Scouting’s adult volunteers provide leadership at the unit, district, council, and national levels. Many are parents of Scouts; many entered Scouting as youth members and are now giving back. Each chartered organization establishes a unit committee, which operates its Scouting unit, selects leadership, and provides support for a quality program. Most unit committees depend on parents for membership.

The unit committee selects the Cubmaster, Scoutmaster, Crew Adviser, or Explorer Adviser, subject to approval of the chartered organization. The unit leader must be a good role model because our children’s values and lives will be influenced by that leader. Get to know your child’s unit leader and be involved in the unit committee activities so you can evaluate and help direct that influence.

Being a leader in the BSA is a privilege, not a right. The quality program and the safety of our youth members call for high-quality adult leaders. We work closely with our chartered organizations to help recruit the best possible leaders for each unit. A background check is also required for every adult application. We also preach a concept called “Two-Deep Leadership” at ALL times. This requires at least two registered adults for all Scouting meetings, trips, or outings.

Training

The Boy Scouts of America offers convenient training for everyone. All new Cubmasters and Den Leaders are required to be trained for the position in which they are registered. The training is available online by visiting my.scouting.org. Studies have shown that families have better Scouting experiences when they have a trained leader. At the same time, trained leaders are more knowledgeable and confident in their positions.

Youth Protection

The safety and welfare of your child is our number one priority. Creating the most secure environment possible for our youth members is critical to the Boy Scouts of America. To maintain such an environment, the BSA has developed numerous procedural and leadership selection policies. We also provide leaders and parents with training and resources needed for all of our programs.

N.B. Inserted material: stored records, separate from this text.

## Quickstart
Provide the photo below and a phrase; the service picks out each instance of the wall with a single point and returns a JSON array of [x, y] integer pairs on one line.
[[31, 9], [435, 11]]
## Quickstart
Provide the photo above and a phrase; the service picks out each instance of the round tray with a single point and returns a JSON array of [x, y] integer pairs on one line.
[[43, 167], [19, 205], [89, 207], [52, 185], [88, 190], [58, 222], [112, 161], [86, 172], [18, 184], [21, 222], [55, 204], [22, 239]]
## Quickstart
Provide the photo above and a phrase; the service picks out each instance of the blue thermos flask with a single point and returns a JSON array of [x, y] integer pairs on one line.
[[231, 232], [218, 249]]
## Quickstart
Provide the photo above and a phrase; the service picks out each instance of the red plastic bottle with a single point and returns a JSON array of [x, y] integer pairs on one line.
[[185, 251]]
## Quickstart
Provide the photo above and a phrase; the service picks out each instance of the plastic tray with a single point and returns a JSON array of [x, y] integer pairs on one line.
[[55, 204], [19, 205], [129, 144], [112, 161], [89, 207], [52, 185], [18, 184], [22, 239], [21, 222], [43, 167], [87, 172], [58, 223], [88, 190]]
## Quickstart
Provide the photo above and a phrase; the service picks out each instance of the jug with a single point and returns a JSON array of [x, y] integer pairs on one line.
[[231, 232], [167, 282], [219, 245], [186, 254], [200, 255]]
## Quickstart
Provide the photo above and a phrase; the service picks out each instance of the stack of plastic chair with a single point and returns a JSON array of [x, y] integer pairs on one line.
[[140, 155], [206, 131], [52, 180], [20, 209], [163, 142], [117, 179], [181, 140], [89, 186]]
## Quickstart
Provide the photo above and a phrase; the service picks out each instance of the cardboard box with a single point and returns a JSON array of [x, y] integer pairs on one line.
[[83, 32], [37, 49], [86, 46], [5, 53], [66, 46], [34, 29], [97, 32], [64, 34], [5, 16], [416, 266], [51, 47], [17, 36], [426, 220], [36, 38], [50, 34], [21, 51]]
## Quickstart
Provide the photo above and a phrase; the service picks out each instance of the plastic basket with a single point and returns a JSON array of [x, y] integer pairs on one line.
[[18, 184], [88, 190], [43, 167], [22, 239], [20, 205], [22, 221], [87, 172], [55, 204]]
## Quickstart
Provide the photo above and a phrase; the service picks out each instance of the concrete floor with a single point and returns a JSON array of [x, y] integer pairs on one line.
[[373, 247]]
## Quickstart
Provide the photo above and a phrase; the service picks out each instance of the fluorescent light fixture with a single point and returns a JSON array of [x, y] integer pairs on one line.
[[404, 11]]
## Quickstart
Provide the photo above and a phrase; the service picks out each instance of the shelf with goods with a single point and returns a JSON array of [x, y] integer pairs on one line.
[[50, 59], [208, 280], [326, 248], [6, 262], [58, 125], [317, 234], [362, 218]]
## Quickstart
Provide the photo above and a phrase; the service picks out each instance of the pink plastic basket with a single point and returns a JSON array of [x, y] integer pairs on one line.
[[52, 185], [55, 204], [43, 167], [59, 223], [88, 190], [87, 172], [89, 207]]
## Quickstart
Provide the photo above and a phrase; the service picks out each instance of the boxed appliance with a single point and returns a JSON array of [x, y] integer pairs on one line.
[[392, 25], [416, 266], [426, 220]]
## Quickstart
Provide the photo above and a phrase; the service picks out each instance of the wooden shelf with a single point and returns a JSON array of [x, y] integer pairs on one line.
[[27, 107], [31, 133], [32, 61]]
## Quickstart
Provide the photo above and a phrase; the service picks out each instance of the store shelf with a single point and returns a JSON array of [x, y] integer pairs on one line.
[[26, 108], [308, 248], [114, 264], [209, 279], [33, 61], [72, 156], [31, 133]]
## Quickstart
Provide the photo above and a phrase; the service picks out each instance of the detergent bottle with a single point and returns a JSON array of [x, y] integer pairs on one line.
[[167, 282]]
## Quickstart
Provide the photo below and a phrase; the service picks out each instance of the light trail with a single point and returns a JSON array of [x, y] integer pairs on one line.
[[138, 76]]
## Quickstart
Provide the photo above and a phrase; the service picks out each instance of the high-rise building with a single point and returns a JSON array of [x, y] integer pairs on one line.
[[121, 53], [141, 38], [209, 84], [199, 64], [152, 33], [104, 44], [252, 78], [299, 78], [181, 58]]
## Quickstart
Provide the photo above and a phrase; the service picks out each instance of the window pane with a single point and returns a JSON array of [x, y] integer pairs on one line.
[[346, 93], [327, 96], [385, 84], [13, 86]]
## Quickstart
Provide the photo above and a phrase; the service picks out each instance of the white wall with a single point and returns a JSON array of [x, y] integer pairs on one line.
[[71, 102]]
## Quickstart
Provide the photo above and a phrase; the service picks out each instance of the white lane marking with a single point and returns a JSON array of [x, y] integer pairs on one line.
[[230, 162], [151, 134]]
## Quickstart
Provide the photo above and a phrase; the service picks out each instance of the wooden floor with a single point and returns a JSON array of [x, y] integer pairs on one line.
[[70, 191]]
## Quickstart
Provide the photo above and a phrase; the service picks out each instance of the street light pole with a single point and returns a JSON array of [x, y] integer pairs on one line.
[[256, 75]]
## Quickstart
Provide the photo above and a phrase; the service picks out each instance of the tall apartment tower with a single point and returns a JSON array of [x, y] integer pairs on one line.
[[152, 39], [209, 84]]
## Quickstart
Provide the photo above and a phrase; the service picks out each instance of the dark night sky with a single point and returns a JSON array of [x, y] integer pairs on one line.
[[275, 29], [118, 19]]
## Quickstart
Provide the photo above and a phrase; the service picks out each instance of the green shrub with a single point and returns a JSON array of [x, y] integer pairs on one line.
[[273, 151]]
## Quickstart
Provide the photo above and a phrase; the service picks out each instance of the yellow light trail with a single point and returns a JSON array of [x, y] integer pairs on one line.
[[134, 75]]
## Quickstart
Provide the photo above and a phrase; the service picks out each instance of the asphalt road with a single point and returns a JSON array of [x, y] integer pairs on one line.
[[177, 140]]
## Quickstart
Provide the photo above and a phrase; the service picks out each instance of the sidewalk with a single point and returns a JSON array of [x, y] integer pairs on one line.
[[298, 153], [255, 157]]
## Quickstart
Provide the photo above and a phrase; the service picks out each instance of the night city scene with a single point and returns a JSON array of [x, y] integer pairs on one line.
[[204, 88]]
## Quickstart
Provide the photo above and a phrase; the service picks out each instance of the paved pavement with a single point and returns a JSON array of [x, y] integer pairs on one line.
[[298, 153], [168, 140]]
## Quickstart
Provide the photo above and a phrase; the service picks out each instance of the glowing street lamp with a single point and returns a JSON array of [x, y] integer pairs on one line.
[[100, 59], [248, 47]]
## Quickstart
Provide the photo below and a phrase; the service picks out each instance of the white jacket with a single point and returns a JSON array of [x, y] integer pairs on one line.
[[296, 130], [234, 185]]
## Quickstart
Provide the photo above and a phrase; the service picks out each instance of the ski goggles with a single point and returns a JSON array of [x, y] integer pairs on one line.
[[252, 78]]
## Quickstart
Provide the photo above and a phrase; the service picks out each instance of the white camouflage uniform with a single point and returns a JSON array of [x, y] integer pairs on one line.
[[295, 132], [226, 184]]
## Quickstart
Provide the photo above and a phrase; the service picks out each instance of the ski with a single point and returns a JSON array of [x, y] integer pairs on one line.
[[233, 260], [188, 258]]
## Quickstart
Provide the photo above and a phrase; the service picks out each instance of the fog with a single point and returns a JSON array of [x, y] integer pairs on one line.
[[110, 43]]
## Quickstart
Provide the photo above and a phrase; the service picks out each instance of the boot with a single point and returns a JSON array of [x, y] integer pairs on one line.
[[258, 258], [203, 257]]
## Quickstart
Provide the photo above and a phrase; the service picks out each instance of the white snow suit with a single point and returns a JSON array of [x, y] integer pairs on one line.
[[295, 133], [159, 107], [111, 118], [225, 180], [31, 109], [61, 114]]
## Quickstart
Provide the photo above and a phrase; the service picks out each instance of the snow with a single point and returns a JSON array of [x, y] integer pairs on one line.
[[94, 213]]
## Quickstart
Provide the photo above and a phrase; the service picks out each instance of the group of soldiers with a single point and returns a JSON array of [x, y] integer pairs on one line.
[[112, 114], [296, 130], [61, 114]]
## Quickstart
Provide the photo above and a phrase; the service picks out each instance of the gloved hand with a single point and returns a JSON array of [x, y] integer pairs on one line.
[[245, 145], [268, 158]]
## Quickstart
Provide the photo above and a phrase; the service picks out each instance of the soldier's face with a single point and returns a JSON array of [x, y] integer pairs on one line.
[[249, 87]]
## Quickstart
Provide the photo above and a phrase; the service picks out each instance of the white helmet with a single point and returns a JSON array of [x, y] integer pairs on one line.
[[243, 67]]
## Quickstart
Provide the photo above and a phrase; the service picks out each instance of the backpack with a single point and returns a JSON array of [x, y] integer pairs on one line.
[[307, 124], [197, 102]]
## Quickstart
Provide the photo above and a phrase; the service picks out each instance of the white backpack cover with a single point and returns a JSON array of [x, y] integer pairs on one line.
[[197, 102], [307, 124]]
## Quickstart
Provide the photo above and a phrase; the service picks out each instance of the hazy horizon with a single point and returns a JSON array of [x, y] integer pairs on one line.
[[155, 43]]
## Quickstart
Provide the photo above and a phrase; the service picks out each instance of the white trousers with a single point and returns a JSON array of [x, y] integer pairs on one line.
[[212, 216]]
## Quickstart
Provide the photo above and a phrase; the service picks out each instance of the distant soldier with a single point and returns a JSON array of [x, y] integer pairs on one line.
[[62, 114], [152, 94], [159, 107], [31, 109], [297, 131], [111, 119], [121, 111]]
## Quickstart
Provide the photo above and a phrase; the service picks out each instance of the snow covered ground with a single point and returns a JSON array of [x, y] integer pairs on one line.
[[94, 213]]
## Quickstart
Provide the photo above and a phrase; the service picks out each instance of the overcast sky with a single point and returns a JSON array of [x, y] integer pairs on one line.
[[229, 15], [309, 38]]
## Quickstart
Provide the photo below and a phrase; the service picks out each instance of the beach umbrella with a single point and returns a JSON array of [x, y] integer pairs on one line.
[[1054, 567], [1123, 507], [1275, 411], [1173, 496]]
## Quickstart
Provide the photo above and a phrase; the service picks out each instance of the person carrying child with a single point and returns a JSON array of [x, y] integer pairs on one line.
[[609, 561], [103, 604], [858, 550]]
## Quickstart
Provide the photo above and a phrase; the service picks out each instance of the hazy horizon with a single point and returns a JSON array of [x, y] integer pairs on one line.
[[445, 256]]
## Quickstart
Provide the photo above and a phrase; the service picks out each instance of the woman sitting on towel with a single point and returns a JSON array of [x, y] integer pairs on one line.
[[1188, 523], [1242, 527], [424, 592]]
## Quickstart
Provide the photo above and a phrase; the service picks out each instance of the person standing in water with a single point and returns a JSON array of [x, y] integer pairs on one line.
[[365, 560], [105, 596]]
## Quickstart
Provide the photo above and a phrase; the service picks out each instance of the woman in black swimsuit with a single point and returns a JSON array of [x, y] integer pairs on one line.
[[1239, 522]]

Training is a critical part of effective leadership. Every youth member of Scouting deserves a trained leader. All unit leaders, committee members, and any other adult who will be in direct contact with a youth member of the Boy Scouts of America are required to take Youth Protection Training. Youth Protection Training is designed to help leaders keep the youth safe. Leaders learn the BSA’s Youth Protections Guidelines, signs of abuse, and how to report suspected abuse. This certification MUST be completed to volunteer with the BSA and MUST be renewed every two years.

Click here for more information on the policies and standards the National Boy Scout Office mandates to help keep Scouts safe.

  • All Scouting activities are open to parental visitation. There are no “secret” organizations within the Boy Scouts of America.
  • Leadership is restricted to qualified adults who subscribe to the Declaration of Religious Principle, the Scout Oath, and the Scout Law.
  • Citizenship activities are encouraged, but partisan political activities are prohibited.
  • Military training and drills are prohibited. Marksmanship and elementary drill for ceremonies are permitted.
  • The Boy Scouts of America recognizes the importance of religious faith and duty; however we do not align with any particular faith or religious institution. We leave specific religious instruction to the member’s religious leaders and family.
  • If the unit happens to be chartered through a religious organization, such as a church, members who do not belong to that church shall not be required to participate in its religious activities.
  • Two registered adult leaders or one registered adult leader and a parent of a participant, one of whom must be 21 years of age or older, are required at all meetings, activities, and outings. If activities are coeducational, leaders of both sexes must be present.
  • Corporal punishment and hazing are not permitted. Parents and unit leaders must work together to solve discipline problems.
  • One-on-one activities between youth members and adults are not permitted; personal conferences must be conducted in plain view of others.
  • If you suspect that anyone in the unit is a victim of child abuse, immediately contact the Scout Executive, who is responsible for reporting this to the appropriate authorities.